S.E.M.F.E. : À ce jour, les relations entre le Gabon et la France demeurent fortes et vivantes, si l’on s’en tient à la fréquence des échanges et rencontres de haut niveau ; la plus récente rencontre ayant été le tête-à-tête entre S.E.M. Ali Bongo Ondimba et son homologue français, S.E.M. Emmanuel Macron, le 12 octobre 2018 à Erevan, en marge du 17ème Sommet de la Francophonie.
Sur le plan économique, la France est un partenaire historique pour notre pays. C’est aujourd’hui le 2ème  partenaire économique du Gabon, avec un volume d’échanges de 458,8 milliards de francs CFA, et ce,  depuis cinq ans, derrière la Chine (1 024,7 milliards de F CFA). Elle demeure néanmoins notre 1er fournisseur avec 28,8% des parts de marché.
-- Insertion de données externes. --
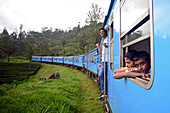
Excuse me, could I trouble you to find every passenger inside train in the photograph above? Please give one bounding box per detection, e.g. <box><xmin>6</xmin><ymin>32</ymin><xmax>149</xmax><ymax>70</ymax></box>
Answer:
<box><xmin>113</xmin><ymin>50</ymin><xmax>150</xmax><ymax>79</ymax></box>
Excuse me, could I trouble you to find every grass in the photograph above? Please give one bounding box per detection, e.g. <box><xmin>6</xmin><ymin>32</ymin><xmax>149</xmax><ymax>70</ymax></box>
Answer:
<box><xmin>0</xmin><ymin>64</ymin><xmax>105</xmax><ymax>113</ymax></box>
<box><xmin>0</xmin><ymin>62</ymin><xmax>41</xmax><ymax>84</ymax></box>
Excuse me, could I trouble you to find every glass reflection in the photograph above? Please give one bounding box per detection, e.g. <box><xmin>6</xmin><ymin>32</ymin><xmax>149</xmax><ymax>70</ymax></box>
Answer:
<box><xmin>121</xmin><ymin>0</ymin><xmax>149</xmax><ymax>33</ymax></box>
<box><xmin>123</xmin><ymin>21</ymin><xmax>150</xmax><ymax>45</ymax></box>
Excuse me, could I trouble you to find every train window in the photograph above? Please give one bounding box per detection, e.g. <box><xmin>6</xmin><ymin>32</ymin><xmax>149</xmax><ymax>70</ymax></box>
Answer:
<box><xmin>120</xmin><ymin>0</ymin><xmax>154</xmax><ymax>89</ymax></box>
<box><xmin>110</xmin><ymin>12</ymin><xmax>114</xmax><ymax>71</ymax></box>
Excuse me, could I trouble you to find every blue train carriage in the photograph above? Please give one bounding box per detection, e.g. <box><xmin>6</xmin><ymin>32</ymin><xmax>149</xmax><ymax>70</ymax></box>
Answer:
<box><xmin>103</xmin><ymin>0</ymin><xmax>170</xmax><ymax>113</ymax></box>
<box><xmin>87</xmin><ymin>48</ymin><xmax>98</xmax><ymax>74</ymax></box>
<box><xmin>53</xmin><ymin>57</ymin><xmax>64</xmax><ymax>65</ymax></box>
<box><xmin>84</xmin><ymin>48</ymin><xmax>99</xmax><ymax>82</ymax></box>
<box><xmin>31</xmin><ymin>56</ymin><xmax>42</xmax><ymax>62</ymax></box>
<box><xmin>64</xmin><ymin>56</ymin><xmax>74</xmax><ymax>67</ymax></box>
<box><xmin>73</xmin><ymin>55</ymin><xmax>84</xmax><ymax>69</ymax></box>
<box><xmin>42</xmin><ymin>56</ymin><xmax>53</xmax><ymax>63</ymax></box>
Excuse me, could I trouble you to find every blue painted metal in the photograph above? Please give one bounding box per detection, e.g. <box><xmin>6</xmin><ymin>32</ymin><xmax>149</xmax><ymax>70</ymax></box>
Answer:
<box><xmin>74</xmin><ymin>55</ymin><xmax>84</xmax><ymax>67</ymax></box>
<box><xmin>42</xmin><ymin>56</ymin><xmax>53</xmax><ymax>62</ymax></box>
<box><xmin>31</xmin><ymin>56</ymin><xmax>42</xmax><ymax>62</ymax></box>
<box><xmin>53</xmin><ymin>57</ymin><xmax>64</xmax><ymax>64</ymax></box>
<box><xmin>64</xmin><ymin>56</ymin><xmax>74</xmax><ymax>65</ymax></box>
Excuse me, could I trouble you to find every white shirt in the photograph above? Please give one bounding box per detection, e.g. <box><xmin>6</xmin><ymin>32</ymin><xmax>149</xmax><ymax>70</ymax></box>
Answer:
<box><xmin>102</xmin><ymin>37</ymin><xmax>108</xmax><ymax>62</ymax></box>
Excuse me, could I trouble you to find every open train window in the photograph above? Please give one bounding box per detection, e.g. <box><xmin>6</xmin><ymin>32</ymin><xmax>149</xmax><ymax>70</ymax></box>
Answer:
<box><xmin>110</xmin><ymin>11</ymin><xmax>114</xmax><ymax>71</ymax></box>
<box><xmin>120</xmin><ymin>0</ymin><xmax>154</xmax><ymax>89</ymax></box>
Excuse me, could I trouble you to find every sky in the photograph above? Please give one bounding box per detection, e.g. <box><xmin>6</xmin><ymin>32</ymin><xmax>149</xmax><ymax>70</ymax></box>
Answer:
<box><xmin>0</xmin><ymin>0</ymin><xmax>111</xmax><ymax>32</ymax></box>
Par ailleurs, la présence économique française au Gabon est estimée à plus de 125 entre- prises, opérant principalement dans le domaine du pétrole, du bois, du manganèse, des banques, assurances et manufactures et services. En dépit du retournement de la conjoncture constaté au second trimestre 2014 à la suite de la baisse des cours du pétrole, le Gabon compte notamment sur ce partenaire pour parvenir à la diversification de sa base productive. C’est dans cette perspective que j’ai conduit les 6 et 7 février 2018 une mission de prospection économique à Rouen dans la région de la Seine-Maritime en vue d’inciter les PME rouennaises à investir au Gabon.
Cette mission inaugurale a été suivie d’une autre les 22 et 23 juin à Lyon, dans la région Auvergne-Rhône Alpes. Par ailleurs, sur le plan de la coopération économique bilatérale, la France appuie en outre la mise en œuvre du Plan stratégique Gabon Émergent à travers son instrument financier qu’est l’Agence française de Développement (AFD). Le total de ses engagements en termes d’appui aux projets de développement est,  à ce jour, de 498 milliards de francs CFA, repartis dans les secteurs de l’aménagement urbain, de l’assainissement fluvial, des transports, de l’éducation et de la santé. Enfin, dans le cadre de son soutien aux réformes engagées par le gouverne- ment gabonais en vue de restaurer la crédibilité de la signature de l’État aux niveaux intérieur et extérieur, la France, à travers l’AFD, a signé une convention de prêt de 147,5 milliards de francs CFA destinée à apurer les arriérés intérieurs et extérieurs de la dette publique.